A commission established by Fine Gael was never going to recommend the scrapping of water charges. Ideological opposition to water charges is just as important as it was in 2014. Any attempt to set up a household charging regime, whether it is called a tax or a charge, must be opposed.

Successive Irish governments have been operating within the political ideology of neoliberalism, which calls for cuts to public services, privatisations, tax-cuts for the wealthiest, and a rolling back of workers’ rights. It is within this framework that household water charges come on the agenda. This right-wing ideology is successful in widening the wealth between the richest and poorest. It is not successful in helping the majority of the population (nor does it purport to be). Propping up this ideology means that we hear all sorts of scorn towards people who refuse to pay a water bill, but very little outrage in the mainstream about the Irish state paying over €7.5 billion per year in interest on bailout debt, or its refusal to collect €13 billion owed by Apple.

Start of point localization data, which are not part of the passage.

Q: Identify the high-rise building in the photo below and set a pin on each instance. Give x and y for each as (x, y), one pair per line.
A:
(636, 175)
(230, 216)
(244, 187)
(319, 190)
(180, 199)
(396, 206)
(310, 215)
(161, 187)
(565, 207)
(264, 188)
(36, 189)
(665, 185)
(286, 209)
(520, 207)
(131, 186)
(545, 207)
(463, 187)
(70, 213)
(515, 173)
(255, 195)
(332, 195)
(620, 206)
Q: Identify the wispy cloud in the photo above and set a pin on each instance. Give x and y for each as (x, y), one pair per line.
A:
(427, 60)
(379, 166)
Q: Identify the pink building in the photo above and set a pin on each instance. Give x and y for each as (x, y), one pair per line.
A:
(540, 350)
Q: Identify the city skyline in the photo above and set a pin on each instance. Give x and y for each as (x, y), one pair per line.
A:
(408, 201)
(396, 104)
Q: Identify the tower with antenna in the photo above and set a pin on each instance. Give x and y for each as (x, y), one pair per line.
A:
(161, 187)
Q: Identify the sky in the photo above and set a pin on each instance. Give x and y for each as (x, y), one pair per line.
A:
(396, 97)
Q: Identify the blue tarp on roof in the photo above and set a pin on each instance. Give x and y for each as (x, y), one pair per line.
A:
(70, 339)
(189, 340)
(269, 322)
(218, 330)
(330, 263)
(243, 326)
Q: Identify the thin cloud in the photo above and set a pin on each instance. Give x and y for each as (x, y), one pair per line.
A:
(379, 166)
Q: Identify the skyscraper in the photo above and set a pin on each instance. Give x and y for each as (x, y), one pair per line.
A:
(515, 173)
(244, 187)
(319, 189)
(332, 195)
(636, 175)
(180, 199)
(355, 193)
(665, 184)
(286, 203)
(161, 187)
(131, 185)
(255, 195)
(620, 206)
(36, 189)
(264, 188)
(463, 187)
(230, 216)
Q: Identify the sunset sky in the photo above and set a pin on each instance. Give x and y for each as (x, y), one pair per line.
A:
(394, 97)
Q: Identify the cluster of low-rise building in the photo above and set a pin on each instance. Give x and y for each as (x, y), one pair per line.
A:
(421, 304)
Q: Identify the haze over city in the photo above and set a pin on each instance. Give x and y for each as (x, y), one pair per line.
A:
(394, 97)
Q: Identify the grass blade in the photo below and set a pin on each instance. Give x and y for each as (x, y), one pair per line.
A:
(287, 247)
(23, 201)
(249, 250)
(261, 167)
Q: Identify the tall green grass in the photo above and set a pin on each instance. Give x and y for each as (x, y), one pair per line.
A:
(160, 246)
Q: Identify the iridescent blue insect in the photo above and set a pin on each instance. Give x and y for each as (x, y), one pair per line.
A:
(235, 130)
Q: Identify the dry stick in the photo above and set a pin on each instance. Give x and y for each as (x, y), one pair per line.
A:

The commission report, which leaves the door open for water charges (or ‘taxes’), shows us the intention of the government to politically manoeuvre through the issue of water charges without changing anything. Fine Gael promised in their 2011 and 2016 manifestos to implement water charges. No report commissioned by them was ever going to suggest their scrapping. Fianna Fáil clumsily want to be seen to be an opposition, while propping up the government, and may now be forced to choose a side. If they continue to oppose water charges, there will be huge problems at Leinster house. If they start now supporting the findings of the commission, they will lose swathes of their support. Already it looks as though they will support water charges of some form. Either way, it does not look good for the Irish establishment parties.

The fact that there has not been a meaningful government response to the water charges crisis after two years simply confirms the disinterest of Enda Kenny and his cabinet in running the country based on the needs of the population. We know where the interests of a government lie when they ask the poorest households to pay an extra €160/€260 per year, and then hand out millions in subsidies to private property developers who scarcely paid for their own irresponsibility the last time they crashed the economy. We see daily how little Fine Gael care about the poorest in the society they rule. A government that does nothing to end the homelessness of 2,400 children should not be deemed fit for purpose.

The general election of February 2016 showed that there is only minority support for parties who wish to govern in a way so at odds with the everyday needs of people. To exploit the weakness in government, communities will once again take loudly to the streets and voice their opposition to water charges in neoliberal Ireland.

The defeat of the water charges can lead to a further collapse in support for the weakened Irish right-wing parties who seemingly run the country on behalf of property developers and multinational corporations.Only in the absence of their vicious policies can we build a fair Irish society run in the interests of the majority.